Cumplir años no es otra cosa que cumplir el ciclo de cambios vitales que la realidad nos impone. Cambios a los que tenemos que estar agradecidos por haber sido «elegidos» para vivirlos. Por eso, no deja de ser un descubrimiento feliz que, en realidad, no cumplamos años y que, por tanto, si somos capaces de reconciliarnos con nuestro aspecto físico y psíquico en ese presente continuo en el que vivimos abrazados a la memoria y a la imaginación, lo urgente ya no sea un tratamiento estético, sino mantener nuestras posibilidades de vivir acontecimientos cotidianos y extraordinarios llenos de la luz que solamente nosotros podemos poner.
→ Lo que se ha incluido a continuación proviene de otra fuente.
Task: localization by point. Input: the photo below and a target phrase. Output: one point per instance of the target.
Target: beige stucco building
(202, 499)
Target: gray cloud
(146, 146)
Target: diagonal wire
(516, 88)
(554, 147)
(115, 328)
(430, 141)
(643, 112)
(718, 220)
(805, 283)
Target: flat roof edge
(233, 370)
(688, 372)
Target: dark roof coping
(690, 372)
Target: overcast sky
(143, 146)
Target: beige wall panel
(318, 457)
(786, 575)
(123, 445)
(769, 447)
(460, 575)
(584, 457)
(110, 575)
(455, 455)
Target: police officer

Porque, a estas alturas, creo que ya sabemos que nadie puede vivir la vida por nosotros.

Si estamos de acuerdo en el carácter arbitrario de lo que llamamos tiempo, estaremos de acuerdo en que el Año Nuevo es uno de esos momentos convencionales al que adornamos socialmente de sentimientos especiales, pero que no todo el mundo estará preparado para vivirlo justo ahora. La ventaja de este carácter social es que los que estén preparados convierten un acontecimiento individual en colectivo y asocia sus sensaciones a las de los próximos aumentando la escala emocional. Los que no esté preparados ahora para volver la mirada a la memoria y hacer balance de lo acontecido saboreando el poso intangible de su vida transcurrida, ni estén preparados para lanzar la mirada hacia los cambios que puede protagonizar, generando esa especial euforia que produce lo no sucedido con su aspecto pulido y sin defectos, que no lo hagan por imposición social. Que se preparen para su Año Nuevo cuando éste tenga a bien aproximarse en su intimidad. Concedamos, pues, que junto al Año Nuevo socialmente celebrado, que estimula a los más despistados con su tronar de trompetas para el acontecimiento obligado de repaso y proyección, hay mucho Años Nuevos llenos de sentido para cada uno. Un Año Nuevo que deben celebrar siempre que, mire usted por donde, «el tiempo» de cada uno madure.

En ese momento, si estás cerca y lo noto, te diré aunque sea en abril, «Feliz Año Nuevo».